Sunday, December 11, 2016
Awkwardness Ahead: Did I Just Gaijin Smash?!
However, I wonder if most often the Gaijin Smash is done completely unintentionally and therefore goes unrecorded. For example, a foreigner tries to get some service that is perfectly routine in their own country, and simply don't know that it's not done here, so you end up with the American saying "No pickles or tomatoes please!" in the foodcourt hamburger place while the poor little baito highschool kid behind the counter flusters with the manager about whether a pickle and tomato-less order can possibly be served, the manager sighs but comes out and makes the hamburger himself--a disruption of the hamburger-building line which will make the next 5 orders a minute late each--smiling as if nothing is amiss. The blissfully unaware American customer accepts his custom order as a matter of course.
It just (maybe??) happened to me, for the nth time.
I went into a bakery to get a stollen for a friend. Stollen are German fruit breads eaten during the Christmas season (not to be confused with fruitcake; stollen are quite delicious), and for some reason a staple in Japanese bakeries this time of year, but for a high price--perhaps because of the amount of butter and marzipan used. They're a little fancy and make good Christmas/end of the year gifts. Anyway, I went into the shop, and there were baskets of stollen in all sizes, some the size of Baby Jesus boxed up and sporting price tags over $50. That's not quite appropriate so I go for the smallest unboxed stollen for $10, and right next to it is a sign that says, WE'LL WRAP YOUR STOLLEN IN THIS CUTE GIFT BAG FOR ONLY 50 CENTS MORE!! Great! Wrapping cuteness all taken care of. I get my stollen and get in line. When it's my turn, I say in Japanese, "I'll have it gift-wrapped, please." And then it happens. The little baito girl makes the batsu X sign with her arms and shouts in English, "NO WRAPPING!"

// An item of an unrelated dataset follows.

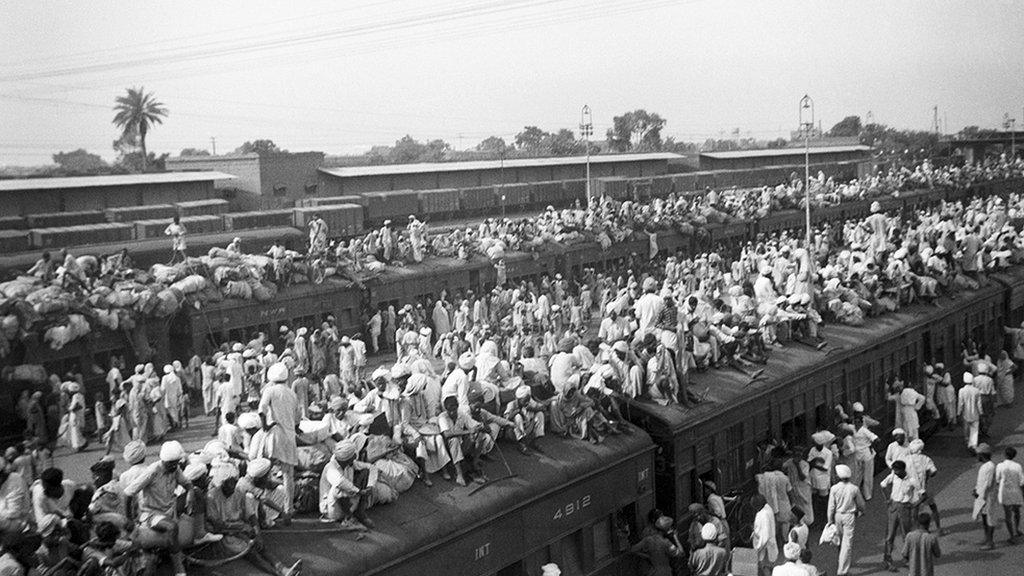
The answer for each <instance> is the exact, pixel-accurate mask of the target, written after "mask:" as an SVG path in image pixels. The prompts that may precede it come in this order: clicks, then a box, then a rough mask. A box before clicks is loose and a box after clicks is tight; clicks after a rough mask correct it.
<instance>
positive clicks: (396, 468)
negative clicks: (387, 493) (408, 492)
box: [374, 458, 416, 493]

What?? Did I misunderstand the sign? But it was right on the basket of mini stollen. I read it like 4 times to make sure, because I always want to avoid these kinds of situations. Then I see it, on the counter, right next to me, another basket of the mini stollen with the same sign. So I do it, the Gaijin Smash. I persist. I'm no good at wrapping baked goods to look cute by Japanese standards. I need this wrapped! I point to the sign in desperation, "Can't I get it wrapped like this?" The poor girl disappears to the back of the shop to confer with manager. Manager appears, smiling angelically while she digs around in some drawers and finally produces the little bag identical to the one on the sign. I stare at the bag. I know how things are typically done here. It is definitely a mini stollen-sized bag. It could have no other purpose...right? I felt hot color rising from my neck into my cheeks and ears. I must have read the sign wrong. I must have missed some fine print, like "when combined with a Snowman Bun" or "after December 15th." If so, why wouldn't they explain it to me? Why just awkward smiles while fumblingly fulfilling my request?
Perhaps the girl simply didn't know about the shop's stollen campaign. Perhaps she showed up from classes 2 minutes before her shift began and manager had no time to explain about the bags. Perhaps no one was buying mini stollen and asking for them wrapped, and it was their first time. The thing is, service is usually so good in Japan, so smooth and polished, that instances like these always make me doubt my Japanese skills and wonder if I'm in the midst of committing another unintentional Gaijin Smash.
In this case, like most others, I'll never know if the problem was mine or theirs. But at least I got my stollen, wrapped.
And that's how the awkwardness goes most days, of trying to feel like a functioning adult in this society, and being reminded otherwise more often than I'd like.